The Commerce Department reported that GDP grew at an annual rate of 2.8 percent in the fourth quarter of 2011, a faster pace than the 1.8 percent increase in the third quarter and far removed from economists' fears of a double dip recession last summer.
But the growth was driven mostly by companies restocking their inventories, not by consumer demand, which accounts of 70 percent of the economy. Those backlogs are considered auguries of solid growth in coming quarters.
But with Americans reluctant to buy, U.S. firms are selling more overseas, a record $2 trillion in goods and services, which, at 14 percent of GDP, is the largest share since 1929.
Government spending cuts at all levels are a drag on GDP, but investments in home construction and repairs rose 10.9 percent in the last quarter and orders for durable goods exceeded economists' expectations by rising 3 percent in the quarter.

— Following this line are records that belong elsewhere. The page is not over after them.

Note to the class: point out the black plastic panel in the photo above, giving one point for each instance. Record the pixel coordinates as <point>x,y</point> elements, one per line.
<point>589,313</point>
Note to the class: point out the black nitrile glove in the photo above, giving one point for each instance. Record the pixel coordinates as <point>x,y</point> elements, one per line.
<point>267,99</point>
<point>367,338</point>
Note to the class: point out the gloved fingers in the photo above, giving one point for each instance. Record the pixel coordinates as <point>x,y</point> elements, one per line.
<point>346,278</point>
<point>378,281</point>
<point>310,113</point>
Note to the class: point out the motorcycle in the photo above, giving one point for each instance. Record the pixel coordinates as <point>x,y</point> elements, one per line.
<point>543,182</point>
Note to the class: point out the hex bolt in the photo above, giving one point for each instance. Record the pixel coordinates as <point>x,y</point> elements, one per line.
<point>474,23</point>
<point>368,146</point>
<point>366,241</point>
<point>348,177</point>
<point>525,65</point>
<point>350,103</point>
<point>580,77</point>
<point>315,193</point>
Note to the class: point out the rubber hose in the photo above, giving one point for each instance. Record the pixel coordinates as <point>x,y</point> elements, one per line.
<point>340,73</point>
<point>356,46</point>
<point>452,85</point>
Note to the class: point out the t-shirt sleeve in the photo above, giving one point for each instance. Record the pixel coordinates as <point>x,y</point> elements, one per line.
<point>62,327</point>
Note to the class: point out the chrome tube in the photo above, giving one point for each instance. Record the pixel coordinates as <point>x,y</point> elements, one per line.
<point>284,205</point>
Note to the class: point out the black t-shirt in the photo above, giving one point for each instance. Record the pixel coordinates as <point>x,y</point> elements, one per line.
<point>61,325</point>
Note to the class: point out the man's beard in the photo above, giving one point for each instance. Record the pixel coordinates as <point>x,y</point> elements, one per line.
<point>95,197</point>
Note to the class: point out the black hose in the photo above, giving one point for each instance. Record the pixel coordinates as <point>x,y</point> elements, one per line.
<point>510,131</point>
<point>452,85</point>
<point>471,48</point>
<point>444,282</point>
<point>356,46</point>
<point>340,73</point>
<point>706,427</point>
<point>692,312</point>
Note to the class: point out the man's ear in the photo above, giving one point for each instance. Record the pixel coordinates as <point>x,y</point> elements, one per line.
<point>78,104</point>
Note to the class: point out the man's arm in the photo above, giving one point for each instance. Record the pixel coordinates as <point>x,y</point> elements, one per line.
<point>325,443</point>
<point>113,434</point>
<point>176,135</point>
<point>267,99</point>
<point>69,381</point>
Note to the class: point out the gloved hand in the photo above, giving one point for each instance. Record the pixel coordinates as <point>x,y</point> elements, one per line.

While there are grounds for optimism about the continued recovery, Europe's financial troubles could be a damper especially if the continent falls back into recession. The Europeans remain divided over whether to press austerity measures, necessitated by Greece's flirtation with defaulting on its debt, or to rely on stimulus to revive growth.
Hanging fire in Washington is renewal of the payroll tax cut, which Congress late last year temporarily extended to February. Failure to continue it would cost American workers about $1,000 a year and likely shave a percentage point off GDP.
To boost the recovery further, Congress needs to end its impasse over the payroll tax cut.